After Xerez's relegation in 1991, Poyatos transferred to La Liga club CD Logroñés. He had his most prolific season in 1993–94, scoring 8 goals in 36 games for the club from La Rioja; this included two on 19 December in a 3–1 win at Osasuna.

===Valencia===
In May 1994, Poyatos agreed to move to Valencia upon the expiration of his contract in July. His first season at the Mestalla Stadium saw his team reach the Copa del Rey final, which they lost 2–1 to Deportivo de La Coruña in a game that was abandoned due to rain with 11 minutes remaining and concluded three days later. In 1996–97 he took part in his only European season as the Che team reached the quarter-finals of the UEFA Cup; he scored their goal in the 1–1 home draw with Schalke 04 in the game that saw them eliminated 3–1 on aggregate.

===Later career===
Poyatos transferred to fellow top-flight club Sporting de Gijón in late August 1997, on a three-year deal worth 200 million Spanish pesetas (€1.2 million). His first season at El Molinón resulted in relegation, and in July 1999 he was transfer listed by manager Pedro Braojos.

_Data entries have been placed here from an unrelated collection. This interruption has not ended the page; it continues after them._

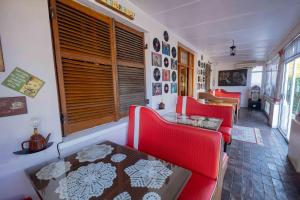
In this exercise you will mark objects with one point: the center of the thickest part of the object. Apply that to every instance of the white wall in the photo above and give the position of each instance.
(26, 42)
(243, 89)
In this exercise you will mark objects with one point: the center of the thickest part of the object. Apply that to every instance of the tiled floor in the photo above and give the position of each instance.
(260, 172)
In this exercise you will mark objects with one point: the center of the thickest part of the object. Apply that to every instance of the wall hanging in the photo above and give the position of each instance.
(156, 44)
(233, 78)
(156, 59)
(166, 88)
(156, 89)
(12, 106)
(156, 74)
(165, 48)
(166, 62)
(23, 82)
(173, 87)
(173, 64)
(2, 68)
(166, 75)
(166, 36)
(173, 52)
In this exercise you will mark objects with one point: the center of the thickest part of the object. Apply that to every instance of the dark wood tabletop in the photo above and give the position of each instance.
(108, 171)
(209, 123)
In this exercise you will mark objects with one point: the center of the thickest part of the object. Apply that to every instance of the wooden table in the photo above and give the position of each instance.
(108, 171)
(195, 120)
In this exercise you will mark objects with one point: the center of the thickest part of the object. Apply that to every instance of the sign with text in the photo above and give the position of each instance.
(23, 82)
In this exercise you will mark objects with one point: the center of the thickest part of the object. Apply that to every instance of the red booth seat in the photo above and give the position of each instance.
(192, 148)
(225, 94)
(190, 106)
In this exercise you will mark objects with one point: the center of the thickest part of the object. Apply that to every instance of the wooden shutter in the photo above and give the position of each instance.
(131, 67)
(85, 57)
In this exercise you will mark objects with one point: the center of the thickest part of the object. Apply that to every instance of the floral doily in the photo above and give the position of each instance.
(119, 157)
(123, 196)
(87, 181)
(151, 196)
(94, 152)
(53, 170)
(148, 173)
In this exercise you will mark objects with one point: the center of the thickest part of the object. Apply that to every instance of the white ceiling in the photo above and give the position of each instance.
(257, 26)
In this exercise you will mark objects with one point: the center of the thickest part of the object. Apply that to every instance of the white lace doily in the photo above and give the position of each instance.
(94, 152)
(151, 196)
(148, 173)
(87, 181)
(53, 170)
(119, 157)
(123, 196)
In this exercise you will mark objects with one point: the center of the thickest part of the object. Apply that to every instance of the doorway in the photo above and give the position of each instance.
(290, 105)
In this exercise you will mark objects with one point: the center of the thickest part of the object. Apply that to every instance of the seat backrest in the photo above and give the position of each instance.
(190, 106)
(192, 148)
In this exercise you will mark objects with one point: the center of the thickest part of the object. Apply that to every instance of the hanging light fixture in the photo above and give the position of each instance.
(233, 49)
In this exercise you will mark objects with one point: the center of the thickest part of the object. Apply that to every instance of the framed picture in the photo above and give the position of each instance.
(156, 59)
(166, 75)
(156, 89)
(2, 68)
(166, 48)
(233, 78)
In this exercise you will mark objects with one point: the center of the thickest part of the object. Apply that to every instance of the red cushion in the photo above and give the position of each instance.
(192, 148)
(199, 187)
(193, 107)
(226, 132)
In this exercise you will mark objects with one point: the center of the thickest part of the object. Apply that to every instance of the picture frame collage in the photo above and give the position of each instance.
(165, 67)
(201, 75)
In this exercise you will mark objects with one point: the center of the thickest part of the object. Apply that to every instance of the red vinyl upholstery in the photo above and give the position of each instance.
(192, 148)
(193, 107)
(224, 93)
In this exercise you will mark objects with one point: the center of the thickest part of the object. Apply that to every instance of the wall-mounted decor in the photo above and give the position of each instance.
(12, 106)
(174, 52)
(165, 48)
(173, 64)
(156, 89)
(166, 36)
(166, 88)
(156, 44)
(23, 82)
(233, 78)
(166, 62)
(156, 59)
(174, 76)
(116, 6)
(173, 87)
(166, 75)
(156, 74)
(2, 68)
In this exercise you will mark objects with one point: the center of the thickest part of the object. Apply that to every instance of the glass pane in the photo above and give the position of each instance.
(296, 104)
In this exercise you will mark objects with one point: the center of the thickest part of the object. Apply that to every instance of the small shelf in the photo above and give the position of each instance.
(26, 151)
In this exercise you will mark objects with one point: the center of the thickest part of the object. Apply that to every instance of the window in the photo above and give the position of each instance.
(98, 64)
(186, 72)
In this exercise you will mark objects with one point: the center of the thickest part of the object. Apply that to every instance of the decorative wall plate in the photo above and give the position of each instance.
(174, 52)
(123, 196)
(151, 196)
(148, 173)
(119, 157)
(53, 170)
(166, 88)
(94, 152)
(156, 74)
(87, 181)
(166, 62)
(166, 36)
(156, 44)
(174, 76)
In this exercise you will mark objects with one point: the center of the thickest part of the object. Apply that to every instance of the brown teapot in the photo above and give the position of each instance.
(36, 142)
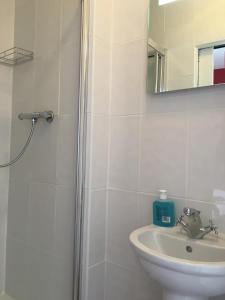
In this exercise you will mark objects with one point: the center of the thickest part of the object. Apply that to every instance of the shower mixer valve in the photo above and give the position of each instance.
(47, 115)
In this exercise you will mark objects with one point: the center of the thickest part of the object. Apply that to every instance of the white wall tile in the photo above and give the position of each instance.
(47, 83)
(145, 207)
(103, 19)
(41, 216)
(207, 144)
(99, 153)
(124, 152)
(163, 153)
(66, 150)
(120, 284)
(125, 14)
(101, 77)
(44, 147)
(122, 220)
(47, 29)
(18, 209)
(24, 24)
(64, 211)
(97, 227)
(17, 269)
(69, 79)
(96, 279)
(70, 22)
(127, 78)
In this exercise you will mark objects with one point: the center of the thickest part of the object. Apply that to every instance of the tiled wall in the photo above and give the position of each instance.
(174, 141)
(39, 262)
(6, 84)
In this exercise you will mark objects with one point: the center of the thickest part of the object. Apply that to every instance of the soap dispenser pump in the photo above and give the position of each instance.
(163, 210)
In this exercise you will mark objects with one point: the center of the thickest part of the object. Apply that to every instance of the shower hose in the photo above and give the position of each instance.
(13, 161)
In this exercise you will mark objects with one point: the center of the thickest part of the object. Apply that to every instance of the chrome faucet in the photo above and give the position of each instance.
(191, 222)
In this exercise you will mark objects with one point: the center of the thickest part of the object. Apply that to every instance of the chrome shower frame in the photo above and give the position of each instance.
(79, 241)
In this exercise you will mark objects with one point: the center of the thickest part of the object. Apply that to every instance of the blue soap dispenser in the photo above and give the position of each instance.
(163, 211)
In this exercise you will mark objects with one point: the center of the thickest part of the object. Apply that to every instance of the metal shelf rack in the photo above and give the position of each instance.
(15, 56)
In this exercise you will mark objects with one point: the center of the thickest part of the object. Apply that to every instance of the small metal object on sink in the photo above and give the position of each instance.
(189, 249)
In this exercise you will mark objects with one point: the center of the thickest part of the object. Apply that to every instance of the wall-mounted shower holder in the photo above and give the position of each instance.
(47, 115)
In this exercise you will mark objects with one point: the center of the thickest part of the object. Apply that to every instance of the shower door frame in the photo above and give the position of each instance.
(78, 275)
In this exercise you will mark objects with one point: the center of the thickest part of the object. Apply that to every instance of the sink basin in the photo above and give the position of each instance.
(187, 269)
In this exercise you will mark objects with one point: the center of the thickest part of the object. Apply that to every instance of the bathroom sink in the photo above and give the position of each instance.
(187, 269)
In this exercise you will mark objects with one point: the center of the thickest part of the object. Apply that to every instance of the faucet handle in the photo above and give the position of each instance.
(213, 227)
(191, 211)
(179, 220)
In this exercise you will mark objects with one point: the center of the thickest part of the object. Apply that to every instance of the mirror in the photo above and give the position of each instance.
(186, 44)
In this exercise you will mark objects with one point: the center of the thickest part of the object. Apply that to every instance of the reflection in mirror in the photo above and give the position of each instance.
(186, 44)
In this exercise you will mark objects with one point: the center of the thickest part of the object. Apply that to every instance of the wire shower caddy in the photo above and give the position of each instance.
(15, 56)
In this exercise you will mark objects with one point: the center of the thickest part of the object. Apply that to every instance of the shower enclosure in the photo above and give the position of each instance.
(39, 71)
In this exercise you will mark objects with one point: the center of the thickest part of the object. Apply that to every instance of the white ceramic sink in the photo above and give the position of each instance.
(187, 269)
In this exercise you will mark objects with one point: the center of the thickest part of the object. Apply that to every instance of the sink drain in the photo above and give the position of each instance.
(189, 249)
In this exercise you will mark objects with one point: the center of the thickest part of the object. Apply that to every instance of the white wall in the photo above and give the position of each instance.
(6, 84)
(39, 263)
(175, 141)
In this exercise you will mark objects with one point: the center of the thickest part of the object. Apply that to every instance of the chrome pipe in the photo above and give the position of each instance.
(47, 115)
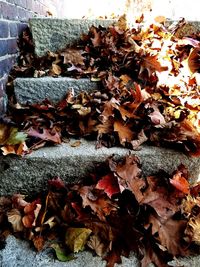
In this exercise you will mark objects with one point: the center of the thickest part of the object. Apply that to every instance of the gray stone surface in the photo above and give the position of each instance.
(31, 173)
(51, 34)
(18, 253)
(36, 90)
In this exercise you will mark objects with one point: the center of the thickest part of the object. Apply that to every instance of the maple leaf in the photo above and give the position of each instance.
(109, 184)
(76, 238)
(45, 135)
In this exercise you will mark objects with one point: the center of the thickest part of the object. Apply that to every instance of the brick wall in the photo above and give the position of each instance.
(14, 15)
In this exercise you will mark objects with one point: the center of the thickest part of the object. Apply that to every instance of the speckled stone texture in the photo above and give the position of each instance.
(51, 34)
(30, 174)
(35, 90)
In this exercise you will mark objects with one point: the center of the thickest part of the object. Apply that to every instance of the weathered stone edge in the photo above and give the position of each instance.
(55, 34)
(31, 173)
(35, 90)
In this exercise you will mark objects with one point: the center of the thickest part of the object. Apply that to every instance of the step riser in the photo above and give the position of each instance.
(55, 34)
(35, 90)
(31, 173)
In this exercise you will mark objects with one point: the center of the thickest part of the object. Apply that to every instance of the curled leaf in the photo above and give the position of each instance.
(76, 238)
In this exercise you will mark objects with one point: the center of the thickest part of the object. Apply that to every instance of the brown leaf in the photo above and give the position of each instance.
(170, 233)
(152, 64)
(124, 132)
(96, 40)
(128, 173)
(73, 56)
(157, 196)
(109, 184)
(19, 150)
(180, 183)
(100, 204)
(56, 69)
(193, 229)
(97, 245)
(38, 242)
(193, 60)
(45, 135)
(75, 143)
(76, 238)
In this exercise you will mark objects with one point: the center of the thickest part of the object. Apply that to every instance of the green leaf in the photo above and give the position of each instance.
(76, 238)
(61, 253)
(15, 137)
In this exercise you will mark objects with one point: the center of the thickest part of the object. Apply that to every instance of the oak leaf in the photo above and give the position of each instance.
(45, 135)
(15, 218)
(100, 204)
(109, 184)
(76, 238)
(124, 132)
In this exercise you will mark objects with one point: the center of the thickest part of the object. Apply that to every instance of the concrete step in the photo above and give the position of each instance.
(35, 90)
(30, 173)
(51, 34)
(16, 251)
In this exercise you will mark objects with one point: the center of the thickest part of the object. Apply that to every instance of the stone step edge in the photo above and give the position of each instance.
(35, 90)
(51, 34)
(55, 34)
(31, 173)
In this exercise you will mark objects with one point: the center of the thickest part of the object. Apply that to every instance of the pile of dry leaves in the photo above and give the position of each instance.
(148, 90)
(113, 212)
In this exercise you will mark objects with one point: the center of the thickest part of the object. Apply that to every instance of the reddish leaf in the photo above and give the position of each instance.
(124, 132)
(100, 204)
(57, 183)
(109, 184)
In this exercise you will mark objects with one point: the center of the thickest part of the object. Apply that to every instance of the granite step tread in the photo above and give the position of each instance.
(30, 173)
(35, 90)
(15, 255)
(51, 34)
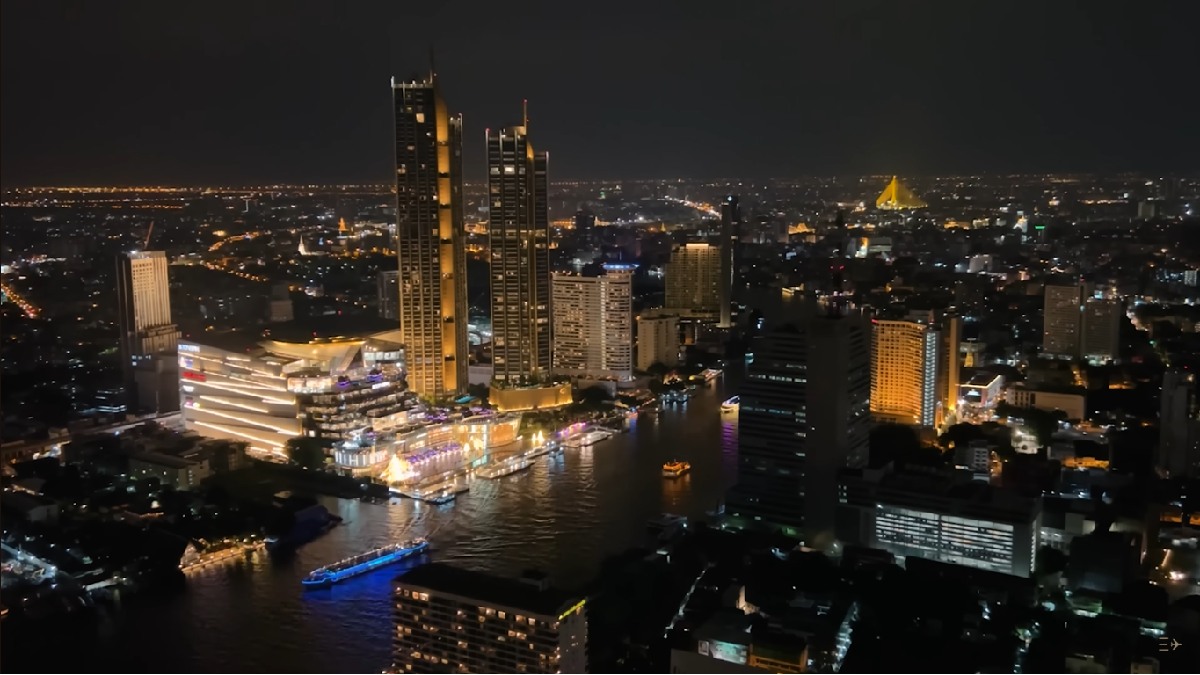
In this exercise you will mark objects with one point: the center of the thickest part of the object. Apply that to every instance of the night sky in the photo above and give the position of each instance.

After retiring from playing, Poyatos became part of the coaching staff at Xerez. On 12 January 2010, halfway through the only top-flight season of their history, the club sacked manager José Ángel Ziganda and put Poyatos in charge as caretaker manager. Five days later, in the only managerial game of his career, he led the club to a goalless draw at Real Zaragoza. Néstor Gorosito was then appointed on 19 January.